STX Odors Continue after Manhole Closed on Bryan’s Order

Monitoring Station 1 lies west of Limetree Bay Refinery, one of several around the plant re-established by the U.S. Environmental Protection Agency. (Source photo by Patricia Borns)

Noxious odors previously associated with flaring incidents at Limetree Bay Refinery were reported again Friday morning by St. Croix residents from Estate Profit to Williams Delight.

The complaints call into question the V.I. government’s theory that an open manhole was the source of most residents’ odor complaints because the manhole was covered on Monday.

Some eight callers to a Reef 103.5 Friday talk show said they smelled the odors between 11:30 p.m.
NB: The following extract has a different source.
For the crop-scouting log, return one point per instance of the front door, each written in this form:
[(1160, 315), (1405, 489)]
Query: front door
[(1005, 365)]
Thursday night into the wee hours of Friday morning, while the Department of Health received a call between 3 and 4 a.m., according to the Department of Planning and Natural Resources.

Recurring continuously since April, the odors have become a bone of contention between Limetree, the Virgin Islands government, residents involved in three class-action lawsuits, and the U.S Environmental Protection Agency, which ordered the refinery to shut down for 60 days after its main flare erupted in flames and lofted oil onto downwind neighborhoods from Estate Profit to Frederiksted.

Although refining has ceased, Limetree continues to clear its lines of residue, a DPNR spokesman said. Flaring, experts say, is an expected part of the process. A caller to EPA’s emergency response team reported loud sounds from the facility Thursday night that could have been flaring, team member Zeno Bain said.

“I don’t think these people are imagining things,” said Eric Douglas, a chemical and environmental engineer on St. Croix. “There is a pattern there of what I call planned or controlled flaring, to purge the vessels of the existing vapors. Since the shutdown, Limetree has been flaring the gases at night when they will be the least noticeable.”

But that has ended, according to an email from Limetree spokeswoman Erica Parsons, at least for the most problematic flare, No. 8:

“The flare is currently blinded, which means the flame is shut off and there is a physical barrier preventing fuel or any gases from getting to the flare,” Parsons said in an email. This is done for the safety of the workers who will be inspecting and, if necessary, making repairs to the flare. Limetree has not conducted any activities that would produce a flare or odor from our refining or terminal operations. Additionally, Limetree did not receive any odor or flare complaint calls from last night.”

Asked if this applies to all of Limetree’s flares – it has many, Douglas said – Parsons had not responded by late Friday.

Overnight refinery emissions have been the source of sickening odors on April 23, according to Limetree, and on May 5, according to the EPA. As recently as May 20, Limetree reported to the EPA that it had a hydrogen sulfide (H2S) exceedance at the No. 8 flare. On that day, the federal agency received 22 calls to its hotline complaining of odors from residents in Frederiksted, La Grange, Two Williams and Enfield Green.

Limetree denied its operations were the cause of the May odor complaints, however, and Gov. Albert Bryan Jr., during his weekly news briefing May 18, went to great lengths to widen the net of possible suspects.

Since then – and as recently as early Friday morning when odor complaints resumed – EPA air quality sensors installed around the refinery have detected elevated levels of hydrogen sulfide (H2S) at one location in particular, Monitoring Station 1, adjacent to a drag racing facility across the road from Henry E. Rohlsen Airport.

On May 21, the governor thought he had found the cause of the odors when an open manhole was discovered nearby. Lowering a sensor into the manhole, the EPA found elevated H2S.

On May 24, the governor announced the manhole was closed and complaints appeared to stop.

But in the early hours of Thursday, Monitoring Station 1 again recorded levels of H2S above Tier 1 and Tier 2 target levels set by the EPA in concert with its federal partner in health, the Agency for Toxic Substances and Disease Registry.

Again on Friday at around 3:40 a.m., Monitor Station 1 exceeded the Tier 1 action level.

A Tier 1 exceedance means that greater than 50 percent of the St. Croix population may be expected to experience odors.

A Tier 2 exceedance means residents should be advised to shelter in place to reduce their exposure, especially children, the disabled and elderly.

The EPA notified the V.I. government of Thursday’s findings so it can alert residents through its health department or Territorial Emergency Management Agency.

As far as the Source was able to learn by late Friday, no health department or VITEMA alerts had been issued Thursday or Friday.